I didn’t expect this. I asked for it, but I didn’t think I’d actually do it. I’ve grown up with cats, but since I’ve been on my own, I’ve wanted my own little pet, a kitty I could save from a shelter that would already be fixed and dewormed and medicated against fleas.

I never expected Sparkplug. And his unexpectedness has made the gift of his presence that much sweeter.

Sometimes, it’s the gifts we never expected to receive, the ones we weren’t sure we wanted, that are the sweetest ones we are ever given.

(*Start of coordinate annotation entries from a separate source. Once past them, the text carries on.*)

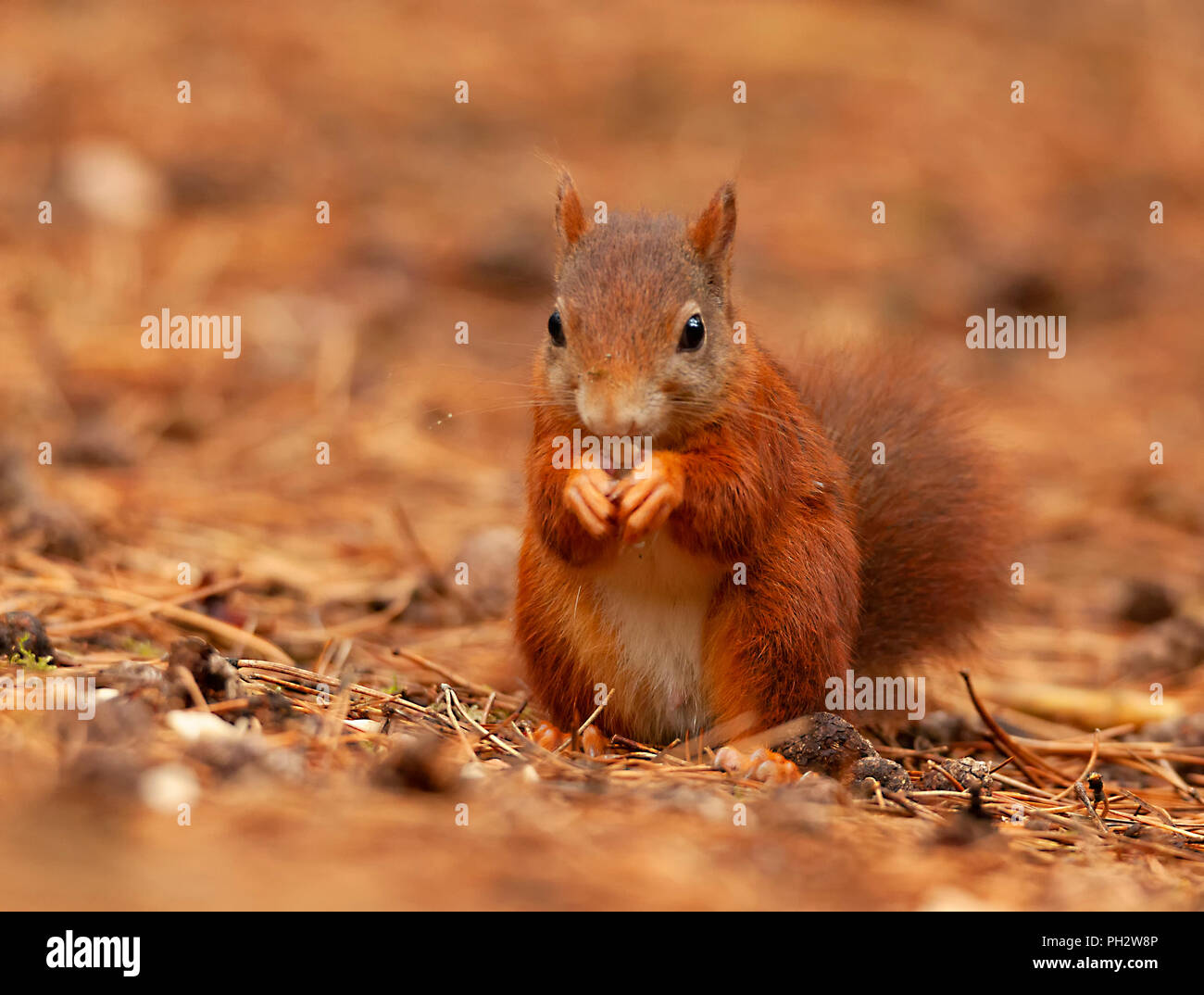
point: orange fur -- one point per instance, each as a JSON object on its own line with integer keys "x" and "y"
{"x": 843, "y": 565}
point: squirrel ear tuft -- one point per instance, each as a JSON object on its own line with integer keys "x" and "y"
{"x": 570, "y": 217}
{"x": 711, "y": 233}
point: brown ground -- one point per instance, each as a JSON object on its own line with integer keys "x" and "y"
{"x": 441, "y": 213}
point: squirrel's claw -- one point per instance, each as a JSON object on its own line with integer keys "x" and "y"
{"x": 761, "y": 765}
{"x": 594, "y": 741}
{"x": 585, "y": 496}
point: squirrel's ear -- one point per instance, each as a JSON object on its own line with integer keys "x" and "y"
{"x": 711, "y": 233}
{"x": 570, "y": 217}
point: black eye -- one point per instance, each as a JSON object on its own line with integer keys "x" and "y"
{"x": 691, "y": 335}
{"x": 555, "y": 330}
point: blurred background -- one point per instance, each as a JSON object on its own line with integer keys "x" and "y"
{"x": 441, "y": 212}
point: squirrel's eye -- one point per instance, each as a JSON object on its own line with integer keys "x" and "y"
{"x": 691, "y": 335}
{"x": 555, "y": 330}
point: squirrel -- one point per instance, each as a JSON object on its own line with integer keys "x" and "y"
{"x": 759, "y": 548}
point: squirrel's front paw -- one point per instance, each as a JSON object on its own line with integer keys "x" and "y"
{"x": 586, "y": 498}
{"x": 649, "y": 497}
{"x": 762, "y": 765}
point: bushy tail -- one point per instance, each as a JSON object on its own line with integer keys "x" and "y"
{"x": 931, "y": 512}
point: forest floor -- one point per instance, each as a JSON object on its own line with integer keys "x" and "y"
{"x": 360, "y": 738}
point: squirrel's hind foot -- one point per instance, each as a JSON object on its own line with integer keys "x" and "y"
{"x": 594, "y": 742}
{"x": 761, "y": 765}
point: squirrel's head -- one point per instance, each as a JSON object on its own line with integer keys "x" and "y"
{"x": 639, "y": 341}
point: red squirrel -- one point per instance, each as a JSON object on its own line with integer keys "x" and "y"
{"x": 759, "y": 549}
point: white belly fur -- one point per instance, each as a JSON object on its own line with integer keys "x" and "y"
{"x": 655, "y": 598}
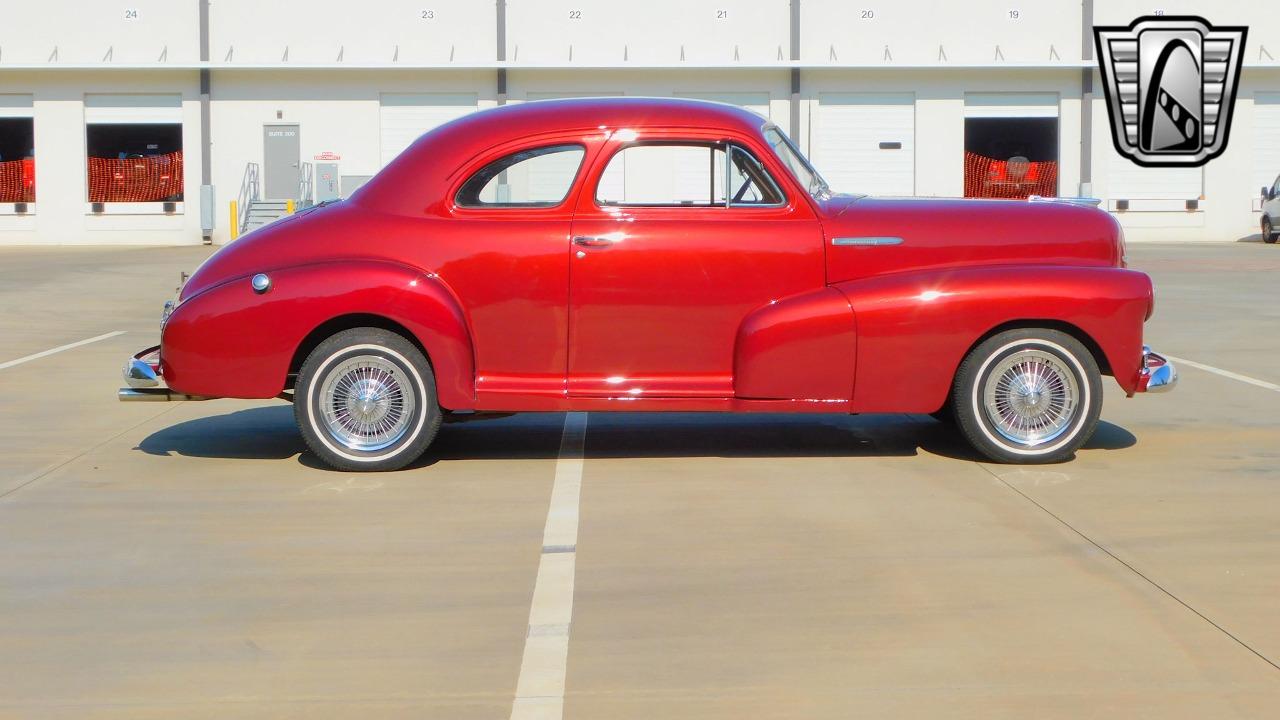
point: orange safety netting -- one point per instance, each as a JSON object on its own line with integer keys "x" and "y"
{"x": 135, "y": 180}
{"x": 18, "y": 181}
{"x": 987, "y": 177}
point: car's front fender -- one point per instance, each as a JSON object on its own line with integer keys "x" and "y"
{"x": 231, "y": 341}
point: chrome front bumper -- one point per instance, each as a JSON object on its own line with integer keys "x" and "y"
{"x": 1157, "y": 373}
{"x": 142, "y": 376}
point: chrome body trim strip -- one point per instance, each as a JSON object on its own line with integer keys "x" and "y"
{"x": 865, "y": 241}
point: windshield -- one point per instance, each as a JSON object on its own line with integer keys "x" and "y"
{"x": 795, "y": 162}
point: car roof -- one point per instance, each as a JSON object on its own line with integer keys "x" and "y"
{"x": 620, "y": 112}
{"x": 423, "y": 169}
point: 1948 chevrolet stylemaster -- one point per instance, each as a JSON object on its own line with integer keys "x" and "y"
{"x": 643, "y": 255}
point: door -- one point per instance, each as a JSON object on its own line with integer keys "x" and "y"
{"x": 666, "y": 265}
{"x": 1266, "y": 139}
{"x": 867, "y": 142}
{"x": 282, "y": 153}
{"x": 406, "y": 117}
{"x": 503, "y": 255}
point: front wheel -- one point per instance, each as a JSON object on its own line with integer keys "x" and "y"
{"x": 365, "y": 400}
{"x": 1028, "y": 396}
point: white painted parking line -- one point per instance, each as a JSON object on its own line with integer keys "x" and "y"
{"x": 59, "y": 349}
{"x": 1226, "y": 373}
{"x": 540, "y": 687}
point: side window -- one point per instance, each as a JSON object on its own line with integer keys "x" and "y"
{"x": 540, "y": 177}
{"x": 685, "y": 174}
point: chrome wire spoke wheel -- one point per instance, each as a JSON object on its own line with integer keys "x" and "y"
{"x": 366, "y": 402}
{"x": 1031, "y": 397}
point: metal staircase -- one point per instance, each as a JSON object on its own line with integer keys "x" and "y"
{"x": 252, "y": 212}
{"x": 263, "y": 212}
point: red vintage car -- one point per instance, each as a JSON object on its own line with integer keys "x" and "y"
{"x": 656, "y": 255}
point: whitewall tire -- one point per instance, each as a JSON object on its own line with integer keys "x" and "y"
{"x": 1028, "y": 396}
{"x": 365, "y": 400}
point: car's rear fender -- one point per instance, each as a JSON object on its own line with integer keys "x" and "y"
{"x": 233, "y": 342}
{"x": 915, "y": 328}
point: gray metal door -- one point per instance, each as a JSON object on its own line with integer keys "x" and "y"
{"x": 280, "y": 162}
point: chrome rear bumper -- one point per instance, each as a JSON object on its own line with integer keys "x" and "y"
{"x": 142, "y": 376}
{"x": 1157, "y": 373}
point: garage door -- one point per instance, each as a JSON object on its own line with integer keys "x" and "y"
{"x": 865, "y": 142}
{"x": 1266, "y": 139}
{"x": 405, "y": 117}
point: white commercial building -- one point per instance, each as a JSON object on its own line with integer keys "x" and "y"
{"x": 141, "y": 121}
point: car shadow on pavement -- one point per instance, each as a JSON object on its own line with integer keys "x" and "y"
{"x": 257, "y": 433}
{"x": 269, "y": 433}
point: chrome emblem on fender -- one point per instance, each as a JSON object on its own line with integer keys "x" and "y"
{"x": 1170, "y": 86}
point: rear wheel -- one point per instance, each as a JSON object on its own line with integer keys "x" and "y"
{"x": 1028, "y": 396}
{"x": 365, "y": 400}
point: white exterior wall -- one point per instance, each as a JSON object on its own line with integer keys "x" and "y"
{"x": 325, "y": 67}
{"x": 337, "y": 113}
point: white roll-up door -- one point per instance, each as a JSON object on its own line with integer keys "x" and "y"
{"x": 132, "y": 109}
{"x": 405, "y": 117}
{"x": 864, "y": 142}
{"x": 1128, "y": 181}
{"x": 16, "y": 106}
{"x": 1266, "y": 139}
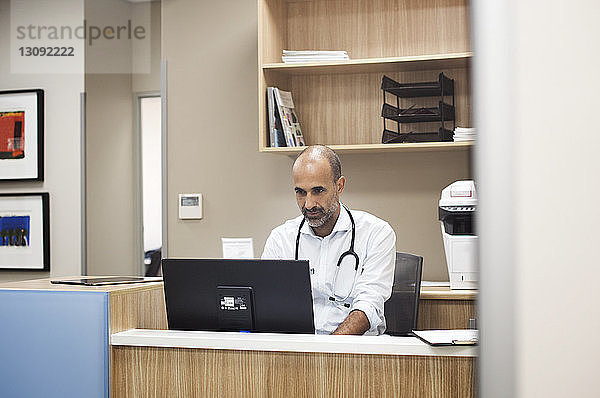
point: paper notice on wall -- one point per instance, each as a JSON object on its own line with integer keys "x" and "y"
{"x": 237, "y": 248}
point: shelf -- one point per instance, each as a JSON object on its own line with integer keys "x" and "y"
{"x": 380, "y": 148}
{"x": 444, "y": 135}
{"x": 368, "y": 65}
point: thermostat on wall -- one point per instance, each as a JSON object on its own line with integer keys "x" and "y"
{"x": 190, "y": 206}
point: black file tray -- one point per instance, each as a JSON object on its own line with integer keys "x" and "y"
{"x": 418, "y": 115}
{"x": 444, "y": 112}
{"x": 423, "y": 89}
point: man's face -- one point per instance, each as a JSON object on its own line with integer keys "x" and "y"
{"x": 316, "y": 192}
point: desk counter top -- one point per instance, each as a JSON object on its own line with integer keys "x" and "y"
{"x": 445, "y": 293}
{"x": 381, "y": 345}
{"x": 44, "y": 284}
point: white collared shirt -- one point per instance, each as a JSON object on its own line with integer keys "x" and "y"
{"x": 375, "y": 245}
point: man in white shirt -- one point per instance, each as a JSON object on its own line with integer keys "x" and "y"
{"x": 348, "y": 297}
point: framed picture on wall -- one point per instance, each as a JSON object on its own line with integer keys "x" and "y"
{"x": 22, "y": 135}
{"x": 25, "y": 231}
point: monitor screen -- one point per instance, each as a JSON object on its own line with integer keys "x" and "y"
{"x": 238, "y": 295}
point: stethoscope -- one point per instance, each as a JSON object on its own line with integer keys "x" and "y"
{"x": 350, "y": 253}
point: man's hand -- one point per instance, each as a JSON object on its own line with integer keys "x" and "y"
{"x": 355, "y": 323}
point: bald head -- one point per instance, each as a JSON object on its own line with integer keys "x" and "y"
{"x": 319, "y": 153}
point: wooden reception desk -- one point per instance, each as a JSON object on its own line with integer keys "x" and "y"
{"x": 443, "y": 308}
{"x": 149, "y": 363}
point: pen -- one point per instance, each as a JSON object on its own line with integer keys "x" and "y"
{"x": 465, "y": 342}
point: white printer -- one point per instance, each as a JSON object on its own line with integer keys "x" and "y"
{"x": 456, "y": 213}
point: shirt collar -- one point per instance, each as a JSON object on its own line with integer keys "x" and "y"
{"x": 343, "y": 223}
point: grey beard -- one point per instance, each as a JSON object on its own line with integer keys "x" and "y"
{"x": 321, "y": 221}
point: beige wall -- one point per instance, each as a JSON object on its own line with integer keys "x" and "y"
{"x": 110, "y": 203}
{"x": 62, "y": 150}
{"x": 211, "y": 50}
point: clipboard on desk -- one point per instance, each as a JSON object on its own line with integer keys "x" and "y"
{"x": 452, "y": 337}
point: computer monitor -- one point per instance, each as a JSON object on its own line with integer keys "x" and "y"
{"x": 238, "y": 295}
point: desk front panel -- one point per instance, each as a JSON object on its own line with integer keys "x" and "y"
{"x": 183, "y": 372}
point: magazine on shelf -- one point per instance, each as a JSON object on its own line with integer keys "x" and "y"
{"x": 291, "y": 56}
{"x": 289, "y": 119}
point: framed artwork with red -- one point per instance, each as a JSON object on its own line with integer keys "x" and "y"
{"x": 22, "y": 135}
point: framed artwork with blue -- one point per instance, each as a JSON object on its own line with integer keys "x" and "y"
{"x": 22, "y": 135}
{"x": 25, "y": 231}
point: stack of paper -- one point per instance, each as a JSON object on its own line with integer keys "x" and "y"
{"x": 290, "y": 56}
{"x": 464, "y": 134}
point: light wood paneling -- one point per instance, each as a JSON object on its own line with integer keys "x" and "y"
{"x": 143, "y": 308}
{"x": 340, "y": 103}
{"x": 445, "y": 314}
{"x": 445, "y": 293}
{"x": 175, "y": 372}
{"x": 378, "y": 148}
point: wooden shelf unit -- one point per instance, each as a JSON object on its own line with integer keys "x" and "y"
{"x": 339, "y": 103}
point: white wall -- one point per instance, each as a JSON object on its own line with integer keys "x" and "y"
{"x": 62, "y": 149}
{"x": 540, "y": 266}
{"x": 151, "y": 172}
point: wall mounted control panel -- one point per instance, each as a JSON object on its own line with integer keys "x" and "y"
{"x": 190, "y": 206}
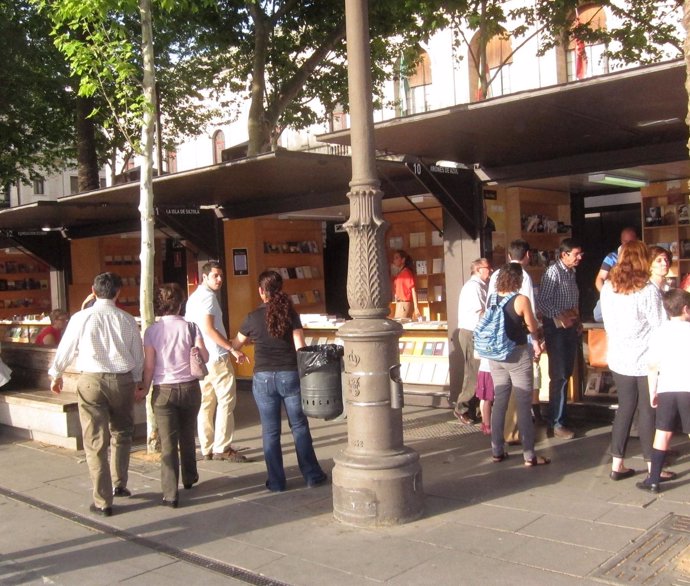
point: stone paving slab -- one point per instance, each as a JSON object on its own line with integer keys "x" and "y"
{"x": 483, "y": 523}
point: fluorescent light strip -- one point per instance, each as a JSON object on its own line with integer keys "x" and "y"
{"x": 606, "y": 179}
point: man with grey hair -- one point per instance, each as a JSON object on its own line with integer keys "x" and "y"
{"x": 470, "y": 308}
{"x": 106, "y": 342}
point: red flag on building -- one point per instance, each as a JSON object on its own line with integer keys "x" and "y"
{"x": 580, "y": 54}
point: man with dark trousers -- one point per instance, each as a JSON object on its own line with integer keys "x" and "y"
{"x": 558, "y": 301}
{"x": 110, "y": 357}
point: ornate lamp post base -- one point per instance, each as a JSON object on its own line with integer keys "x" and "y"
{"x": 377, "y": 481}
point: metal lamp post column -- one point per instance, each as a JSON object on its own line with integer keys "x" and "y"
{"x": 376, "y": 479}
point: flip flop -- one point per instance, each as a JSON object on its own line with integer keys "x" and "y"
{"x": 537, "y": 461}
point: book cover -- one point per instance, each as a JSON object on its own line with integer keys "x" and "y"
{"x": 426, "y": 373}
{"x": 669, "y": 215}
{"x": 395, "y": 243}
{"x": 652, "y": 216}
{"x": 684, "y": 248}
{"x": 417, "y": 239}
{"x": 414, "y": 372}
{"x": 438, "y": 292}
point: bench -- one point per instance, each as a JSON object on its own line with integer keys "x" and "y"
{"x": 29, "y": 410}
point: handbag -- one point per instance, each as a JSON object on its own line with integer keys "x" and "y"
{"x": 196, "y": 363}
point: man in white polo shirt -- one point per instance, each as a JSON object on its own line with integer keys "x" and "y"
{"x": 216, "y": 423}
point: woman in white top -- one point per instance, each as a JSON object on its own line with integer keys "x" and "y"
{"x": 632, "y": 310}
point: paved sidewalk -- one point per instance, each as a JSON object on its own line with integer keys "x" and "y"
{"x": 484, "y": 523}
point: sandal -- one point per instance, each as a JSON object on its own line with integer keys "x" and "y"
{"x": 537, "y": 461}
{"x": 667, "y": 475}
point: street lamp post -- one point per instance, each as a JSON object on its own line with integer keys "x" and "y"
{"x": 377, "y": 480}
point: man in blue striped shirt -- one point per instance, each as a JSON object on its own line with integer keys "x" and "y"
{"x": 557, "y": 302}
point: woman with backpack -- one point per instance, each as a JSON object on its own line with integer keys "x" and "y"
{"x": 511, "y": 364}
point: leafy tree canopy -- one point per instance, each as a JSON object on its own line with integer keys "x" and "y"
{"x": 36, "y": 101}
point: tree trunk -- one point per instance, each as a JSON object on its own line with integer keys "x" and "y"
{"x": 87, "y": 161}
{"x": 146, "y": 194}
{"x": 686, "y": 50}
{"x": 259, "y": 134}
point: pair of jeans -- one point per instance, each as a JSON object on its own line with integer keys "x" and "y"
{"x": 271, "y": 390}
{"x": 176, "y": 407}
{"x": 467, "y": 402}
{"x": 513, "y": 376}
{"x": 106, "y": 414}
{"x": 561, "y": 347}
{"x": 633, "y": 393}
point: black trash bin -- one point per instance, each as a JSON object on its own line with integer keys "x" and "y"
{"x": 320, "y": 370}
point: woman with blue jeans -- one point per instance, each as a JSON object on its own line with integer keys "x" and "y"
{"x": 276, "y": 332}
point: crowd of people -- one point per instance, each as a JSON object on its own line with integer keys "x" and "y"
{"x": 646, "y": 321}
{"x": 116, "y": 369}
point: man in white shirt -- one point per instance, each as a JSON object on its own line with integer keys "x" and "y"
{"x": 110, "y": 356}
{"x": 470, "y": 308}
{"x": 216, "y": 421}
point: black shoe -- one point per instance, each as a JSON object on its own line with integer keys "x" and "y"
{"x": 104, "y": 512}
{"x": 189, "y": 485}
{"x": 317, "y": 482}
{"x": 622, "y": 474}
{"x": 648, "y": 486}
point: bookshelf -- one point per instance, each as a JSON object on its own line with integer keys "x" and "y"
{"x": 540, "y": 217}
{"x": 24, "y": 285}
{"x": 118, "y": 254}
{"x": 413, "y": 233}
{"x": 294, "y": 248}
{"x": 665, "y": 222}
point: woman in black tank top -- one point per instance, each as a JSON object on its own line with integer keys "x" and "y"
{"x": 515, "y": 373}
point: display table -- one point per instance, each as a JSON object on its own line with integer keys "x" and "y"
{"x": 424, "y": 355}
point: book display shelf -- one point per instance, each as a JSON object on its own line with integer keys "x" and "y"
{"x": 415, "y": 234}
{"x": 424, "y": 350}
{"x": 665, "y": 223}
{"x": 24, "y": 285}
{"x": 540, "y": 217}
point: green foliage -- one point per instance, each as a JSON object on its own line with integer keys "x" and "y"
{"x": 649, "y": 30}
{"x": 36, "y": 101}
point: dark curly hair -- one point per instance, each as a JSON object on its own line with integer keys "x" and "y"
{"x": 169, "y": 299}
{"x": 106, "y": 285}
{"x": 631, "y": 273}
{"x": 509, "y": 278}
{"x": 278, "y": 305}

So even though my productivity will be at an all time low today, even though my bank account is nearly depleted and working my short shifts at work now seem agonizingly long, it’s all worth it when I come home to a snuggle from this sweet thing.

Because sometimes, all it takes to make God slow me down is a little kitten curled up on my car battery. And sometimes transformation begins when God gives me the opportunity to make the slightly ludicrous decision to take in someone in need, whether or not it’s convenient, and especially when it’s inconvenient.